Process privileges

In systems where security is important, applications should run with the fewest privileges possible. Doing this helps reduce the impact of possible compromises and can also help lower the privilege escalation attack surface of the device.

The more difficult it is for attackers to elevate an application's privileges, the better; forcing attackers to chain multiple attacks against various applications that each have minimal sets of permissions is ideal.

Services and other system processes usually have to be started as root so that they can do privileged things. To improve security, some of these services and processes implement a -U command-line option that specifies the user and group IDs to run as.

This option takes one of these forms:

For example, -U99:98 specifies that the process is to run as user ID 99 and group ID 98. An integration team can assign the appropriate permissions for each user and group.

After the process starts up and carries out any privileged functionality it requires, and possibly obtains capabilities to retain some privileged permissions, it's expected to lower its permission to those specified by the -U option.

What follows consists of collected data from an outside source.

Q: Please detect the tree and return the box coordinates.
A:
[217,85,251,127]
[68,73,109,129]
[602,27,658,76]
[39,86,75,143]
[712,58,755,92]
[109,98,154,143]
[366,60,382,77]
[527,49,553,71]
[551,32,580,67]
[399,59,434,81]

The liblogin library includes a standard helper function called set_ids_from_arg() that you can use to do this. In order to use set_ids_from_arg(), you have to include the <login.h> file and build with the -llogin linker option. The following example shows how to handle the -U argument simply:

case 'U':
    if( set_ids_from_arg( optarg ) != 0 ) {
        // insert appropriate logging and error handling
        log("Invalid user/group specified [%s]", optarg);
        return EXIT_FAILURE;
    }
    break;

If your application can't lower privileges as soon as it parses the -U option's argument, you should save the argument and pass it to set_ids_from_arg() later.

You should lower application privileges as soon as possible, in stages if necessary. For instance, a resource manager typically needs to register a name in the path space by calling resmgr_attach(); in order to do this, it requires the PROCMGR_AID_PATHSPACE ability. The service should obtain this ability and immediately drop to the privileges provided by the -U option. After registering the name in the path space, the process should drop the ability if it doesn't need to register any more names.